Saturday, June 04, 2005

At Sears

My father has an office under the escalator. All day, people move up and down, smoothly, evenly, feeling on their faces the brushing wind that is unique to escalator travel, carrying shopping bags and grasping the hands of squirming children. Down below, my father sells insurance. He has a wide plastic briefcase that opens up into a kind of slide projector. The suitcase is gray. He uses it to make promises, to show people what security looks like.

One day I am walking around the store with my mother, father, and brother. We are here for Toughskins jeans. I have a green pair and a red pair, and my brother has brown and blue ones. We each need another pair. As we pass by Lingerie, my mother drags me aside, saying to my father and brother, "We'll catch up with you."

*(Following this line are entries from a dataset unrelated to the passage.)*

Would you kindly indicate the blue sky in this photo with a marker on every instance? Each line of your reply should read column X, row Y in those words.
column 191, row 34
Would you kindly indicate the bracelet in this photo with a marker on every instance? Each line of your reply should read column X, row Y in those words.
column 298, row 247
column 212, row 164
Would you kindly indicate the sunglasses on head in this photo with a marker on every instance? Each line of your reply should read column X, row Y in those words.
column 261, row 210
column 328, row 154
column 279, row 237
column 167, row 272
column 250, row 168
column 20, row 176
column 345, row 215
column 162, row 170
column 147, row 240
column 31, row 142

I am ten years old and already I have small mounds forming under my t-shirt. I have not noticed, but my mother has. She has been plotting, waiting to ambush me. The woman in Lingerie is wrinkled, smells of milk and must. She gives me a knowing look, tinged with pity, that says she is sorry I am growing titties so young. I hate her. I hate my mom. The woman wraps me with a tape measure, turns the tape measure this way and that, proclaims a number and letter for me to harness around myself when I dress in the morning for the 6th grade.

Another day I am much younger. I am about as tall as my father's hip. I am alone with him, walking through Appliances. We are walking fast, on our way somewhere. I reach up to hold his hand and my pinky finger is met by a burning sting. I cry out and yank my hand back. Tears spill from my eyes. My father halts, startled. He bends down to examine the red circle on my finger and says he is sorry. He is sorry he was holding his cigarette in toward his palm so I couldn't see it.

He is sorry, too, that I know something about him: that he holds dangerous things in places that can't be detected; but this he does not say.